La profesional, una panameña asignada especialmente para ella por que hablaba español la recibió en su despacho con tanta amabilidad que al momento sintió que entraba a un oasis de paz y tranquilidad. Estaría en los treinta, mulata de carnes firmes y abundantes, pelo negro rizado, sonrisa fácil y contagiosa, poseedora de unos ojazos negros como los de su mama, pero a diferencia de esta eran una ventana abierta donde se percibían alma y sentimientos. Desde los primeros encuentros se sintió tan a gusto que abrió la llave de su dolor y dejó correr miedos, fantasmas y demonios que aun revoloteaban en su interior. De la mano de la psicóloga, en un proceso largo y desgarrador fue cicatrizando heridas; sepultó odios, enterró enconos, despidió rencores y soltó inquinas. En las ultimas semanas de terapia decido confesarle a la psicóloga que había encontrado el amor de su vida. 
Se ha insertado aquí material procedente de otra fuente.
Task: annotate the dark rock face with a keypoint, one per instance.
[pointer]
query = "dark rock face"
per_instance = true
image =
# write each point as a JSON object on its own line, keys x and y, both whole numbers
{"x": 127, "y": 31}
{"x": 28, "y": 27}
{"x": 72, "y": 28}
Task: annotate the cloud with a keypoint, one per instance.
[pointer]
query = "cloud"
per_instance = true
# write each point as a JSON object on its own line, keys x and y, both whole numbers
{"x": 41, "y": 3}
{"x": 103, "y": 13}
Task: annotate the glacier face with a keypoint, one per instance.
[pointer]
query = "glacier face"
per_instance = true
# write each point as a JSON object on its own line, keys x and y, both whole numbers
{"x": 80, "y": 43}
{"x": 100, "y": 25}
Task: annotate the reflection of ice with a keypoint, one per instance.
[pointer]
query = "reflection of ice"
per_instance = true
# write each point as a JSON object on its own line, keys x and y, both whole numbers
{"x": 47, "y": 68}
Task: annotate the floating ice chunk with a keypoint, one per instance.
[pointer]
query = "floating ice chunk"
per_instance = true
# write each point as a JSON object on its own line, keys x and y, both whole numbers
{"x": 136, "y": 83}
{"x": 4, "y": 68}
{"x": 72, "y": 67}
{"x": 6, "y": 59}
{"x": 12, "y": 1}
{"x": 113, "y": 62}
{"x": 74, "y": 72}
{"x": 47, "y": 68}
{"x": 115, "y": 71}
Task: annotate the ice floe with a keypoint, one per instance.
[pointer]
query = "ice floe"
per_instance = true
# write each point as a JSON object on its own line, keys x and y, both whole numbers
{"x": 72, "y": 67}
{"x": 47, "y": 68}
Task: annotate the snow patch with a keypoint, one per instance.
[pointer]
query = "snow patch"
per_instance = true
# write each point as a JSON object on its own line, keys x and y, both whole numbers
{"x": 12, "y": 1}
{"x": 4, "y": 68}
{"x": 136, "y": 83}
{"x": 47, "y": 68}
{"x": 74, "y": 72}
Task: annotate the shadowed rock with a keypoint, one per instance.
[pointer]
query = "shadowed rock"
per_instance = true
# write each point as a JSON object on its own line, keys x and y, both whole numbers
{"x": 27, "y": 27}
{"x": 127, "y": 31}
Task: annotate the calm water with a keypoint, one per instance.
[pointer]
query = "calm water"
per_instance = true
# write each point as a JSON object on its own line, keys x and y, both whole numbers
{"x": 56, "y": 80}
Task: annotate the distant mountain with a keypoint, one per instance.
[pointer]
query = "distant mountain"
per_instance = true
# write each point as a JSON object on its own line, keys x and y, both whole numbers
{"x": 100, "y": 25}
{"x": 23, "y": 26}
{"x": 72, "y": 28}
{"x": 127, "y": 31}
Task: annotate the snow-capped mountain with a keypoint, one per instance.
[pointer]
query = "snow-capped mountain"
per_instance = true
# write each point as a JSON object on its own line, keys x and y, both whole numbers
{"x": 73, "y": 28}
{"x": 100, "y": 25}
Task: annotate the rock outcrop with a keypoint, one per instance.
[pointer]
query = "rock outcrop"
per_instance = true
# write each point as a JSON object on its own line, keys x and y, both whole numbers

Le acomodó un poco el enmarañado cabello a la anciana mientras le secaba las lágrimas. Poco a poco mientras la cepillaba le fue contando todo lo vivido por ella en estos veinte años de ausencia, fue un proceso purificador. Sabía, que desde algún lugar muy recóndito su mama la escuchaba pues de vez en cuando le apretaba más la mano y percibía un destello de luz en la negrura de sus ojos. Le habló del alivio que sintió cuando le llegó la noticia de la muerte de uno de sus hermanos en la penitenciaría de México, del dolor desgarrador al saber de la muerte de "la chinita" y de como la culpó a ella de esa muerte y que por eso y muchas cosas más nunca quiso saber de su suerte, por tratar de cortar con su nefasto pasado, de olvidarlo todo. -Ahora soy feliz mama, -le dijo al terminar de hablar. -Gracias a ti, continúo diciendo - pude reunir la fuerza para escapar, gracias a lo que viví pude fortalecer mi carácter para educar a mis hijos y guiarlos por el buen camino con mano firme. Le dio un beso en la frente, le soltó las manos y se encamino a la salida.
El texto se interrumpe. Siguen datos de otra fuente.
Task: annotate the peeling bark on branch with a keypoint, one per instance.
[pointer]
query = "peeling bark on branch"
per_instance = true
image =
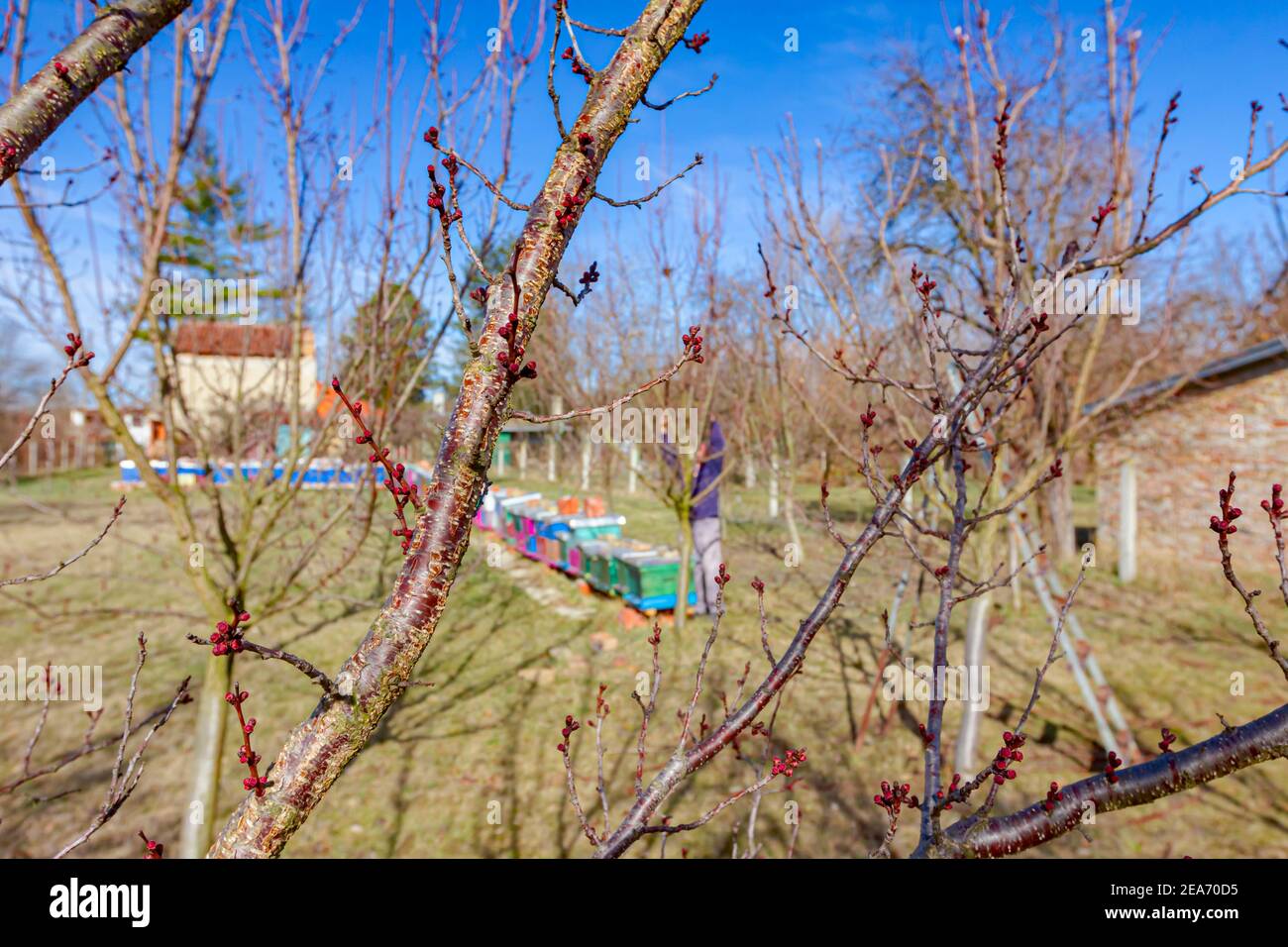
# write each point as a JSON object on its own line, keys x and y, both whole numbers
{"x": 318, "y": 750}
{"x": 1265, "y": 738}
{"x": 50, "y": 97}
Emergió del pasillo de desembarque del aeropuerto La Guardia en Queens, al fondo entre el tumulto alcanzó a distinguir al amor de su vida. Aligeraron el paso para acortar distancia. Ella soltó maletas y se le abalanzó, se fundieron en un abrazo, se besaron con intensidad. -Te extrañe, le dijo la psicóloga mientras recogía la maleta del suelo para seguir caminando abrazadas.